Bananas are picked before they are ripe, which means they'll be Kermit the Frog green. Depending upon when you plan to use them, select slightly green bananas at the store, as they will continue to ripen at room temperature at home. As they ripen, the peel turns yellow and develops brown speckles producing a sweeter taste. While the amount of total carbohydrates in an unripe and ripe banana are the same, an unripe banana contains more resistant starch, which is absorbed slowly and promotes fullness. Once fully ripe, you may store bananas in their peel in the refrigerator for 5-7 days to extend shelf life or freeze 2-3 months. The peel will turn black, but the fruit will not be harmed. Use very ripe bananas in quick breads, muffins, cookies, pancakes, smoothies or oatmeal. Bananas can even reduce or replace the fat and added sugars in many baked goods!

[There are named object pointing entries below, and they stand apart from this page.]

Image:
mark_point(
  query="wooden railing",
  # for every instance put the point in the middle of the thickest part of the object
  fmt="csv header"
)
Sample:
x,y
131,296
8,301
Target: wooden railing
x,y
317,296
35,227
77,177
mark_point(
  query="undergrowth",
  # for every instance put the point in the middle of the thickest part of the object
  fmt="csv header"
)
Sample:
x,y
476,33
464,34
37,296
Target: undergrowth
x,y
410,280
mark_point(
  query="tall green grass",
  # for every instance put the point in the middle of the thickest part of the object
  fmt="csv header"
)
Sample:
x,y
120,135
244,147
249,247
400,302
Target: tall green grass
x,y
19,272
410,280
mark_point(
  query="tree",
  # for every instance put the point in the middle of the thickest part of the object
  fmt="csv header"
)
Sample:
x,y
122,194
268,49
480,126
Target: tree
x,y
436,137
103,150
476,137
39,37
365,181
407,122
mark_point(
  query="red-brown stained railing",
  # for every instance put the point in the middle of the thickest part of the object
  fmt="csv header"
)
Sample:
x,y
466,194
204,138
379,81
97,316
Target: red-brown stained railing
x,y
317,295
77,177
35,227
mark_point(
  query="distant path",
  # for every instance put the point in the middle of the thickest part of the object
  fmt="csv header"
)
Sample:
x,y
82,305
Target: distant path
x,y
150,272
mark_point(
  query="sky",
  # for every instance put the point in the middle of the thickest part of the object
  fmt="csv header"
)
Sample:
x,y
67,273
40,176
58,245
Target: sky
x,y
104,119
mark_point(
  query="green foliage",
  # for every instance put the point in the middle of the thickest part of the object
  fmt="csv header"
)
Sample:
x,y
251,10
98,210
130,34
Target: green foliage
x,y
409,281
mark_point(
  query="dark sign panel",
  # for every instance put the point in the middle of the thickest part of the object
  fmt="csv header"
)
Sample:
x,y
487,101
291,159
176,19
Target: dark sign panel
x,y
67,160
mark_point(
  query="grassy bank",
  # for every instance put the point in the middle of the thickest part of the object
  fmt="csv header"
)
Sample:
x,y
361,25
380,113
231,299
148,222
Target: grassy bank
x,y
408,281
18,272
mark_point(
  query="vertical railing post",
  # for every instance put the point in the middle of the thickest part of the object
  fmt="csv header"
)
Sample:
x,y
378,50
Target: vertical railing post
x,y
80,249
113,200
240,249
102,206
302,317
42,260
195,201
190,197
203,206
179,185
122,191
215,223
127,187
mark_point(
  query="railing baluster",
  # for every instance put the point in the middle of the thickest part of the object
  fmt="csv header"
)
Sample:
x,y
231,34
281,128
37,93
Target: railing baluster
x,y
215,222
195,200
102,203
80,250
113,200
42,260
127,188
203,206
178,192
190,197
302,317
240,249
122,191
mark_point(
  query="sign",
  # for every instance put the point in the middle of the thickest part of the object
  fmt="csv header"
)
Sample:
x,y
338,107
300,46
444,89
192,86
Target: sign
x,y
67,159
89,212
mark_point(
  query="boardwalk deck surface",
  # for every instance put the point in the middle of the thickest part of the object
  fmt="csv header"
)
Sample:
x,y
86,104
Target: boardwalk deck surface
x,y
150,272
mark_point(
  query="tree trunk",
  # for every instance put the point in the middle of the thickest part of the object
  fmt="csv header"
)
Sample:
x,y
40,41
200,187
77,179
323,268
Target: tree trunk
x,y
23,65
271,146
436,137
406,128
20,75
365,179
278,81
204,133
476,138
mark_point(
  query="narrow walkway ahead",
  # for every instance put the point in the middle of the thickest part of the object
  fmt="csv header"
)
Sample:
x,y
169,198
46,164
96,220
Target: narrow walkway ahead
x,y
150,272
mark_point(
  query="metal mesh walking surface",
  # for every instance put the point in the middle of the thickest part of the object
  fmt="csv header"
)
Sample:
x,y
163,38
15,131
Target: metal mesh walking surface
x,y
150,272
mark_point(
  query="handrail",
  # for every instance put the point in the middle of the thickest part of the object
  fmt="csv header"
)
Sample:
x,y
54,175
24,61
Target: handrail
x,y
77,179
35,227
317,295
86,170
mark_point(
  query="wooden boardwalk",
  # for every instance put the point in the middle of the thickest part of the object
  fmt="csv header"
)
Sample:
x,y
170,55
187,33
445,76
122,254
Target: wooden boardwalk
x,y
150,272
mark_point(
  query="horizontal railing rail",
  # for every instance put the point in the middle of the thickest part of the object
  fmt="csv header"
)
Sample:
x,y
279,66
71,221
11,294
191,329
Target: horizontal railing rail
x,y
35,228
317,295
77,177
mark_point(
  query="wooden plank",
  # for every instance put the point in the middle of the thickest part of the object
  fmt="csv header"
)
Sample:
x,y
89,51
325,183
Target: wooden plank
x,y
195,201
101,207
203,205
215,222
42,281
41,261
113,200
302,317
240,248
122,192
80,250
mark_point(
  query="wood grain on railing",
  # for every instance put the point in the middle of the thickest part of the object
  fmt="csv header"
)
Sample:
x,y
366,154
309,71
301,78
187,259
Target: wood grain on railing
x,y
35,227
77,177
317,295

Bananas are packed with nutrients, including 20% of the daily value for vitamin B6, 17% of the daily value for vitamin C, and 12% of the daily value for potassium. One medium banana also provides three grams of dietary fiber, considered a high fiber source. For those who have diabetes or use the carbohydrate counting method, one medium banana has 27 grams of carbohydrate, which is two carbohydrate servings. Keep bananas on the grocery list; their versatility and nutrient density make them an outstanding choice!
Flourless Chocolate Banana Cookies (Printable PDF)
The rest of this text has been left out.